What went wrong, Dr. King?
Despite the advances, the formal gains, and to this day, the terrible stamp of slavery lives on in the enormous social inequality suffered by communities of African descent in the United States.
Far from promoting non-violent coexistence, the country has become the main promoter of war, armament and the civilian carrying of weapons in the world.
Beyond the hypocritical discourse on democracy and human rights, the governmental policy of the United States of America has installed military bases and actively interfered in all regions of the planet, undermining the autonomy, freedom and legitimate desire for self-determination of other peoples.
The Essene-Christian inspiration of neighbourly love disappeared from the pulpits, being used for hate speech and the propagation of rigid retrograde moralising.
What went wrong, Dr. King?
Certainly not the message of equality among human beings, nor the coherence of the non-violent methodology to expand the right to a dignified life for all. A methodology that today is embraced by the vast majority of social movements in their struggles for the humanisation of living conditions.
On the other hand, nonviolence should not only be appreciated in terms of its results, but above all in terms of its undisputed character as an upward precept of relations between human beings.
We asked him in the book “The Fall of the Dragon and the Eagle”: “What is really going on in this surprising, brilliant and dark nation, where success is the only possible horizon and failure is a permanent reality? What is happening in this country so feared, admired, loved and hated? What forces are at work in the bowels of this globally active Eagle, supported by many as a symbol of progress and rejected by so many others as the main agent of oppression and violence? What is happening in this land that concentrates at the same time the yearnings of many who would like to live there and the total and absolute repudiation of those who believe that its very existence is the source of all its ills?”
What went wrong then, how did the destiny of this people go awry?
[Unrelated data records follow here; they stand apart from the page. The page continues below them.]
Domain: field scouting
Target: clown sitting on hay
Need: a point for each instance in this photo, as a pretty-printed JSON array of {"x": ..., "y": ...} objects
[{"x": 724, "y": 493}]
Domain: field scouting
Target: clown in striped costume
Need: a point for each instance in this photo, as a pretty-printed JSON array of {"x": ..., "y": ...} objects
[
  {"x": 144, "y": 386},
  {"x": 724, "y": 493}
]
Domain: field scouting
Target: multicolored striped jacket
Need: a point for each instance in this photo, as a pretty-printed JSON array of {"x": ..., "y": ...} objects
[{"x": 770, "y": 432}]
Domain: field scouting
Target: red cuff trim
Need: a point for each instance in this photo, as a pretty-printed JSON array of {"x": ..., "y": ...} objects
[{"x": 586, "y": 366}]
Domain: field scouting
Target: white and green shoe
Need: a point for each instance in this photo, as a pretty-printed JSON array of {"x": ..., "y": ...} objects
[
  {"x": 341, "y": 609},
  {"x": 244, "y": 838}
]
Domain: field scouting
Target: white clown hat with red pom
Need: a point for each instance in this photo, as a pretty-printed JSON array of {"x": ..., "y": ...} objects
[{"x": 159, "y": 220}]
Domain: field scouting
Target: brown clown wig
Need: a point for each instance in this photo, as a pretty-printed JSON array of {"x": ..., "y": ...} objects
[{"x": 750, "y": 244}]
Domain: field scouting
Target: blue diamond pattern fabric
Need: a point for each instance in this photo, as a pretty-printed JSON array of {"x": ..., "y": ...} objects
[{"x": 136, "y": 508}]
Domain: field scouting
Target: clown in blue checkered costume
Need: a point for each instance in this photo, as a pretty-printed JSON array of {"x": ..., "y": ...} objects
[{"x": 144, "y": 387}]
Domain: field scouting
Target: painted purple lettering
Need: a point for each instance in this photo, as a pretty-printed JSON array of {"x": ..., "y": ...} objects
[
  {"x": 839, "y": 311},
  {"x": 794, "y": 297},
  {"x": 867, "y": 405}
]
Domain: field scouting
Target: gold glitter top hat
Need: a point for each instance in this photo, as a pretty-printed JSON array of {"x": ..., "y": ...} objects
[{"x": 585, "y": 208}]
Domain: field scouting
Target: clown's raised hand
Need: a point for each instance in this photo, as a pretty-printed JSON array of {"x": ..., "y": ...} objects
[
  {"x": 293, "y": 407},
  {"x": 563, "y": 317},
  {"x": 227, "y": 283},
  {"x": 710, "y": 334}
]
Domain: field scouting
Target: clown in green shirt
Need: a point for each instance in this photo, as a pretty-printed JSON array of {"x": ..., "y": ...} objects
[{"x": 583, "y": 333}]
Has the endless quest for success, fame and social recognition led to a monstrous disproportion? Is the status achieved through the consumption of ever more sophisticated goods and pleasures turning this country into an ever more leaning tower of Babel, ready to collapse? Are the puritanism, republican morality and hard-nosed belief in progress that served as the foundation of this piece of synthetic civilisation no longer serving to protect against the end-of-cycle value cataclysm?
Is it the terrible charge of the belief in a manifest destiny, in a self-promulgated exceptionalism, that condemns this people to think themselves superior to others? Is it the biblical heritage of wanting to be the legitimate successor of the “chosen people” by supposed divine decision, that prevents them from abandoning staunch differentiation and living as equals? Or is it the primacy of corporate power, of the much-maligned and feared “military-industrial complex (today also digital)”, that constrains any possibility of free choice?
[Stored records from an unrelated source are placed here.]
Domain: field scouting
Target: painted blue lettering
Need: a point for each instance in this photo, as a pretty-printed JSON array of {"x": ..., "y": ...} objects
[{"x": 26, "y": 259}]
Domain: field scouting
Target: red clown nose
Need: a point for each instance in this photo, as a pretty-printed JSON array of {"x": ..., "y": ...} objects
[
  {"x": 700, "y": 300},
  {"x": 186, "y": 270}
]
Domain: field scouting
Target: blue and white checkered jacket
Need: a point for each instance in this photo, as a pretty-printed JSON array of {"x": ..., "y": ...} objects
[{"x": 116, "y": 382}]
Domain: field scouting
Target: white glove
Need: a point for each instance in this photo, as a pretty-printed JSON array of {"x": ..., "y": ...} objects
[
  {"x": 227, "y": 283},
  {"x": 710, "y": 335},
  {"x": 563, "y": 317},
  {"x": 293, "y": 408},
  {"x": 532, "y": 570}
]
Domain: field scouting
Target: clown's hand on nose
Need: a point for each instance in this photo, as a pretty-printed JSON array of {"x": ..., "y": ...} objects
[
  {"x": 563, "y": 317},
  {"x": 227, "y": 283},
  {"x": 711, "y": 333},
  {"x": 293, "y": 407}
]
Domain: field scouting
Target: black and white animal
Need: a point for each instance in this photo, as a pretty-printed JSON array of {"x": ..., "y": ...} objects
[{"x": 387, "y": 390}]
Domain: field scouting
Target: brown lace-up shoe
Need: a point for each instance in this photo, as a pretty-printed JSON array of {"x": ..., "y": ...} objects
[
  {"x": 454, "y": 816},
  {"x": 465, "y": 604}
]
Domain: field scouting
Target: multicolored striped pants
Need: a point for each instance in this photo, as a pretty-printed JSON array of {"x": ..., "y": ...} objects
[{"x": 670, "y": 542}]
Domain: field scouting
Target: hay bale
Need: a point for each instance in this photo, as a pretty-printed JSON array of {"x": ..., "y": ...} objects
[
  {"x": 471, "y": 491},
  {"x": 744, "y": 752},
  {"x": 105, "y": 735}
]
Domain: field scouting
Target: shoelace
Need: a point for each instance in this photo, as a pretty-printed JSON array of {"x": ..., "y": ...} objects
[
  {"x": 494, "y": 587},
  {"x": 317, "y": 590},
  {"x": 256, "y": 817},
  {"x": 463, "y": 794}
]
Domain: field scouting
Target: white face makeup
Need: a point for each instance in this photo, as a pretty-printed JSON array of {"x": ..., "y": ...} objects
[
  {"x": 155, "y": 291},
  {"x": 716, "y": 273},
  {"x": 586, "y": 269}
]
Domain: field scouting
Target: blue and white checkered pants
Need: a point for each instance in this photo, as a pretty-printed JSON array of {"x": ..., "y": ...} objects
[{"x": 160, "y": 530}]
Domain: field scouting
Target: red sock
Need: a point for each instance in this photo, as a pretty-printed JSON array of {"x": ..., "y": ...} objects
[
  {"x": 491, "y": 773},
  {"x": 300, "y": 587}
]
Will the day come when the American people openly rebel against this macabre vicious circle of domination and dependence on the power of domination?
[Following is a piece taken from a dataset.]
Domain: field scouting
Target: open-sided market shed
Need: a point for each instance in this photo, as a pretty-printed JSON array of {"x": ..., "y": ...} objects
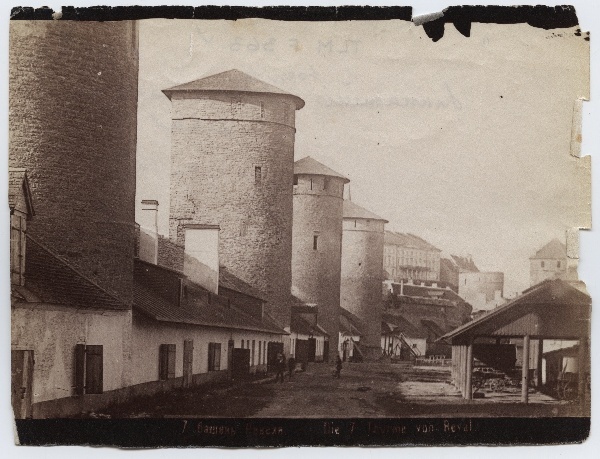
[{"x": 551, "y": 310}]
No doubt it will. Surely that other great tendency, genuinely libertarian (a word today manipulated by sectors that have nothing to do with freedom), which lives in the American people and which surfaced historically in various guises, will once again rise to the surface.
The best of the American soul was what the abolitionist movement generated at the time and then embodied in that unstoppable current for women’s suffrage. That same force re-emerged against racial segregation, drove the non-violent youth movement of the late 1960s and had a great deal to do, more recently, beyond the cosmetic propaganda and the minimal changes that took place, in the highly symbolic election of the first black president.
This powerful momentum will powerfully influence the inevitable future changes in the lands of the Eagle, helping to usher in a new moment in human history.
That is why the memory of Martin Luther King lives on and shines brightly. With the same light that dwells in the hearts of those who work tirelessly for a non-violent world.